Introduction

This is a short software tutorial accompanying the paper “A Stochastic Block Prior for Clustering in Graphical Models”. The paper introduces the Stochastic Block Model as a prior on the network structure of the ordinal Markov random field graphical model (cf., Marsman et al., 2025). In addition to offering an approach for incorporating the theoretical assumption of clustering directly into the statistical model, the method provides a principled way to infer the number of clusters in the network given the data, and to formally test hypotheses about clustering.

In this brief tutorial, the analysis is first illustrated using the R package bgms (Marsman et al., 2023), which contains the core functions needed to implement the method. The same analysis is then demonstrated using the user-friendly wrapper package easybgm (Huth et al., 2024). The package easybgm provides a more accessible interface for conducting the analysis, particularly for users without a strong background in R.

bgms

We first need to make sure that the latest CRAN version of bgms is installed.

install.packages("bgms")
library(bgms) # load the bgms package

Suppose the goal is to assess whether the network structure inferred from an empirical dataset exhibits clustering. This can be investigated by estimating the most representative vector of node allocations given the data, which reveals the cluster assignment of each node and thus provides insight into potential clustering in the network. In addition, the function returns the estimated posterior probabilities for different numbers of clusters, enabling hypothesis testing about clustering using Bayes factors. All of this functionality is available through the bgm function in the bgms package.

The first step is to estimate the model using bgm, and setting the edge_prior argument to "Stochastic-Block". Several additional arguments are relevant when using the stochastic block model (SBM) as a prior for the network structure. One is the concentration parameter of the Dirichlet hyperprior on the cluster allocation probabilities (dirichlet_alpha). This parameter influences the expected cluster sizes: higher values favor more balanced cluster sizes, while lower values lead to more uneven, possibly sparse, cluster structures. The default is dirichlet_alpha = 1. Another argument is the rate parameter of the truncated Poisson prior (denoted as lambda), which governs the prior distribution over the number of clusters. This parameter encodes the expected number of clusters we expect before seeing the data; the default value lambda = 1 implies no clustering (i.e., the nodes in the network form one cluster).

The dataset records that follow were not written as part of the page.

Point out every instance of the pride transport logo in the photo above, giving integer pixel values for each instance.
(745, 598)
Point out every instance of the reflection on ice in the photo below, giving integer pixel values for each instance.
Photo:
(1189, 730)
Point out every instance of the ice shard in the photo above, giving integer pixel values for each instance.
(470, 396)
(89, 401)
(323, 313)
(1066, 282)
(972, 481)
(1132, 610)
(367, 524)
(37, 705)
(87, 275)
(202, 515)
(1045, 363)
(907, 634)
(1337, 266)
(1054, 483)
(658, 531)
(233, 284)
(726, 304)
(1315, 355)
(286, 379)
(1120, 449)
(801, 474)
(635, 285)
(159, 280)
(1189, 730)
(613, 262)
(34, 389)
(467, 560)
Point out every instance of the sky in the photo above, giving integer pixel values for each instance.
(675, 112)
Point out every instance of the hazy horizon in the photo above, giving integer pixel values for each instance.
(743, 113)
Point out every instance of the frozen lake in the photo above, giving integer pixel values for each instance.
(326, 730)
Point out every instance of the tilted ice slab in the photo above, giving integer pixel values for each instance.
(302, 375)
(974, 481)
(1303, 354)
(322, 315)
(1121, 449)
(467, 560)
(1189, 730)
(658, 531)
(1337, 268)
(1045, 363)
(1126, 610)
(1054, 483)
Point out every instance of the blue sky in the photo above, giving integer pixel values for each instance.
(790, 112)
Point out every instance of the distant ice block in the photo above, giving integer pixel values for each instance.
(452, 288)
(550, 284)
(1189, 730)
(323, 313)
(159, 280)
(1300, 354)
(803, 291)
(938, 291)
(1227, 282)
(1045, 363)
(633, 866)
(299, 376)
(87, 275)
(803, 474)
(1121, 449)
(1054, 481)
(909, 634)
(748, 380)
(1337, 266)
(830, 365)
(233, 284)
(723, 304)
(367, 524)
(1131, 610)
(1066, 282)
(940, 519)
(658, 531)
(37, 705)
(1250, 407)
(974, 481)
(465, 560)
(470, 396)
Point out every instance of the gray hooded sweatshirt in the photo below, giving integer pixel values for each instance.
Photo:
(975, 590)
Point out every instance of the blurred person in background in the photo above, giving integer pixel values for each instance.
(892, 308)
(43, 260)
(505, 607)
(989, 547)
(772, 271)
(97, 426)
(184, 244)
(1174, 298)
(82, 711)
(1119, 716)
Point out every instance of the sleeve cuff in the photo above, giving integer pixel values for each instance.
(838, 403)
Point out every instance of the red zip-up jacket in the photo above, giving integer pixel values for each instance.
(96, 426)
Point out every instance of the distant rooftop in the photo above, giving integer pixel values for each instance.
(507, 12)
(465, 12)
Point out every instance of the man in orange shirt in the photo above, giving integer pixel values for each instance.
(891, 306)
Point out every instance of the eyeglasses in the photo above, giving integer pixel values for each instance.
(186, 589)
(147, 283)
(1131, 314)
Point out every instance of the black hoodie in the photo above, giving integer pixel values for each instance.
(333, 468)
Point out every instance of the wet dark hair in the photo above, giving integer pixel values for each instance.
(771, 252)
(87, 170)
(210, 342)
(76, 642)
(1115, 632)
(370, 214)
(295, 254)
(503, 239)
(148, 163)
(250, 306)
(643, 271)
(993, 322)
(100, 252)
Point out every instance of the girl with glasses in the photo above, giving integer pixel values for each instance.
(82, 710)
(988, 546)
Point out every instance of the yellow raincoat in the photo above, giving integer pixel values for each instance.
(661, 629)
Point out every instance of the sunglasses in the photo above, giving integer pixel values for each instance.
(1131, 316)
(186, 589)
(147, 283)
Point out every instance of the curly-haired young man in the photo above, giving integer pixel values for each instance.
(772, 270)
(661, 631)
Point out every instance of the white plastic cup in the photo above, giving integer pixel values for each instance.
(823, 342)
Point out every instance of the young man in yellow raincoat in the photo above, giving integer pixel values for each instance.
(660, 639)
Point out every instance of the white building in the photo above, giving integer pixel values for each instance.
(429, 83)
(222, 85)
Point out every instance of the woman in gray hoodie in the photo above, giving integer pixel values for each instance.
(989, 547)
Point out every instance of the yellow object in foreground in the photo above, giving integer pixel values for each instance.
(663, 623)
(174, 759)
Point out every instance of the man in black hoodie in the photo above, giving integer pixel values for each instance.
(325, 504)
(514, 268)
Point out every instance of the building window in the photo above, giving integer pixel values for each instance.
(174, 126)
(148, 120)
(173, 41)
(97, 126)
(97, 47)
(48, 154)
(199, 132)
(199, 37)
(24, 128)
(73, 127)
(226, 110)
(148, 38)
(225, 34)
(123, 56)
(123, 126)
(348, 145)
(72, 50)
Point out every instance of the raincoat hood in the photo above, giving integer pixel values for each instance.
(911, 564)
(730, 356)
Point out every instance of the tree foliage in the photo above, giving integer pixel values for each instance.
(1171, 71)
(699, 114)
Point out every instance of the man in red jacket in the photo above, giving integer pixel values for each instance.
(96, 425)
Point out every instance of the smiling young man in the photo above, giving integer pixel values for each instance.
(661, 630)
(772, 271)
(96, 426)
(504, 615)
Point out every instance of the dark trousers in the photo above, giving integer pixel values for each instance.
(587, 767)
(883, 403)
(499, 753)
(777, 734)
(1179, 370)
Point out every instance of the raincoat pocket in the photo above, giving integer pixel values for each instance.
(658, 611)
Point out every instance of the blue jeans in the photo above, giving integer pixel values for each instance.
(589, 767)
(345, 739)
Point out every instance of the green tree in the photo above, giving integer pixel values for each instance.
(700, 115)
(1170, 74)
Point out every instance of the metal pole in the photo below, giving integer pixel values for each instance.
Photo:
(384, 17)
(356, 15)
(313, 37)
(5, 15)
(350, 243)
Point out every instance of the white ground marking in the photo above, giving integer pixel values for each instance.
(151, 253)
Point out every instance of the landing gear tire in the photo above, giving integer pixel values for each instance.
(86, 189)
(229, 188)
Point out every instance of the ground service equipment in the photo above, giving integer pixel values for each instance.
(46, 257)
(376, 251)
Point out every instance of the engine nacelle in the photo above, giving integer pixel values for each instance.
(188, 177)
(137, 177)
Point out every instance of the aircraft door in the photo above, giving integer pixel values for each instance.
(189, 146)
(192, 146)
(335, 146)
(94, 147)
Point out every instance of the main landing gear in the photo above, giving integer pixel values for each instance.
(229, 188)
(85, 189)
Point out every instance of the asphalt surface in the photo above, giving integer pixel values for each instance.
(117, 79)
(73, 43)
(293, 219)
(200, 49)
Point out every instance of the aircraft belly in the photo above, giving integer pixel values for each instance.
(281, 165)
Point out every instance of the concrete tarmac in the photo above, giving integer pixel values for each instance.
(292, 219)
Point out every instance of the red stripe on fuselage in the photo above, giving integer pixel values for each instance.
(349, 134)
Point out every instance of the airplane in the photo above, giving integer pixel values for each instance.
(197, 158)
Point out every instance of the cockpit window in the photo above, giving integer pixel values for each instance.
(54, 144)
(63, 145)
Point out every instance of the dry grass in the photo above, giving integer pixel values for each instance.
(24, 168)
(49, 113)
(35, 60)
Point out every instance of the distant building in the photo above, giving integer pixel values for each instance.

In the example code below, the default values for these hyperparameters are used, along with the default settings for the remaining prior hyperparameters of the OMRF and other function arguments. Nevertheless, it is strongly recommended that researchers carefully evaluate these values when conducting their analyses. For further details, see, for example, Marsman et al. (2023) and Sekulovski et al. (2024).

In the code examples, dataset is a placeholder for the actual dataset to be analyzed. This dataset should be an \(n \times p\) matrix or data frame, where \(n\) denotes the number of observations and \(p\) the number of variables. The variables may be binary, ordinal, or a combination of both.

library(bgms) # load the bgms package 
# run the model
fit <- bgm(dataset, edge_prior = "Stochastic-Block")

Now, first we check the estimated (posterior) cluster allocation vector. The output is a vector whose length equals the number of variables (columns) in the dataset. There are two possible options for this, the posterior mean vector and the posterior mode vector. To examine this, we can inspect the allocations vectors in the fit object, where the results of our analysis are stored.

cat("Posterior mean:\n")
print(fit$posterior_mean_allocations)

cat("\nPosterior mode:\n")
print(fit$posterior_mode_allocations)

We can also examine the estimated posterior probabilities for all possible clusters (blocks). In the software, this ranges from 1 (i.e., no clustering) to the total number of variables in the dataset (i.e., each variable forms its own cluster).

fit$posterior_num_blocks

These posterior probabilities are particularly useful for calculating the cluster Bayes factors, which are defined as follows:

\[\text{BF}_{10} = \underbrace{\frac{p(\mathcal{H}_1\mid \text{data})}{p(\mathcal{H}_0 \mid \text{data})}}_{\text{Posterior Odds}} \bigg/ \underbrace{\frac{p(\mathcal{H}_1)}{p(\mathcal{H}_0)}}_{\text{Prior Odds}}\]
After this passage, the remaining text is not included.